The momentum of a particle is expressed as:

\[ p = mv, \]

where \( m \) is the mass of the particle and \( v \) is its velocity. From the expression for kinetic energy \( K = \frac{1}{2}mv^2 \), the velocity can be written as:

• For the proton: \[ v_p = \sqrt{\frac{2K}{m_p}}. \]
• For the electron: \[ v_e = \sqrt{\frac{2K}{m_e}}. \]

Step 3: Ratio of de Broglie Wavelengths

The ratio of the de Broglie wavelengths of the proton and the electron is given by:

\[ \frac{\lambda_p}{\lambda_e} = \frac{p_e}{p_p} = \frac{m_e v_e}{m_p v_p}. \]

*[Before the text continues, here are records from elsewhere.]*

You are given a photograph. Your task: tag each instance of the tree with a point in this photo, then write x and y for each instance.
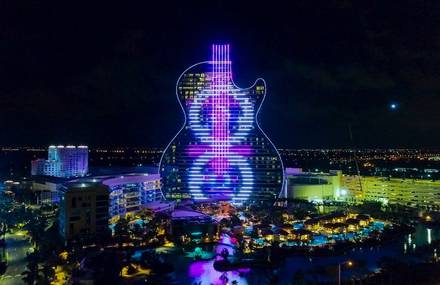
(30, 275)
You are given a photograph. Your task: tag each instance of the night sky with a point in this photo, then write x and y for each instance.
(105, 75)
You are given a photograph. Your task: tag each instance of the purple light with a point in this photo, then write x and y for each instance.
(221, 167)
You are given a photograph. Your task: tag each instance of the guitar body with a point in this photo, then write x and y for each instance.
(220, 152)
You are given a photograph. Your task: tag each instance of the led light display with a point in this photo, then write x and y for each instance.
(220, 152)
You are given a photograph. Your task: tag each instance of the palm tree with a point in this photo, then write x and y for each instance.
(30, 275)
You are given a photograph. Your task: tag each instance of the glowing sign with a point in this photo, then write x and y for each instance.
(220, 152)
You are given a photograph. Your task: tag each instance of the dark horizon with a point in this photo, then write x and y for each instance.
(105, 76)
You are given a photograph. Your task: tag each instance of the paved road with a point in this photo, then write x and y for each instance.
(17, 245)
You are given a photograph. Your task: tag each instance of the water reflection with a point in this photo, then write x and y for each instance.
(313, 269)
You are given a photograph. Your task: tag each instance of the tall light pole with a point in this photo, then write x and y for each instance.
(349, 264)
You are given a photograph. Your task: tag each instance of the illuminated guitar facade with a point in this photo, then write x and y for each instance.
(220, 152)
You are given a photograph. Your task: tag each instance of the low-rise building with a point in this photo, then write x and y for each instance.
(84, 210)
(418, 193)
(312, 186)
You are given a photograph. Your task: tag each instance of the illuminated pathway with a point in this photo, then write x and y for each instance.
(17, 246)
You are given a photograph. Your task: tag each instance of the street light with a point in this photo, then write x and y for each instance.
(349, 263)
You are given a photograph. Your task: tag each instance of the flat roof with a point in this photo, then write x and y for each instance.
(186, 214)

Substituting the expressions for \( v_p \) and \( v_e \):

\[ \frac{\lambda_p}{\lambda_e} = \frac{m_e \cdot \sqrt{\frac{2K}{m_e}}}{m_p \cdot \sqrt{\frac{2K}{m_p}}}. \]

Simplify the expression:

\[ \frac{\lambda_p}{\lambda_e} = \sqrt{\frac{m_e}{m_p}}. \]

Step 4: Mass Ratio

Given that the mass of the proton (\( m_p \)) is 1849 times the mass of the electron (\( m_e \)), we have:

\[ \frac{\lambda_p}{\lambda_e} = \sqrt{\frac{m_e}{1849 m_e}} = \frac{1}{43}. \]

Final Answer:

The value of \( x \) is 43, and the ratio of de Broglie wavelengths is \( \frac{1}{x} = \frac{1}{43} \).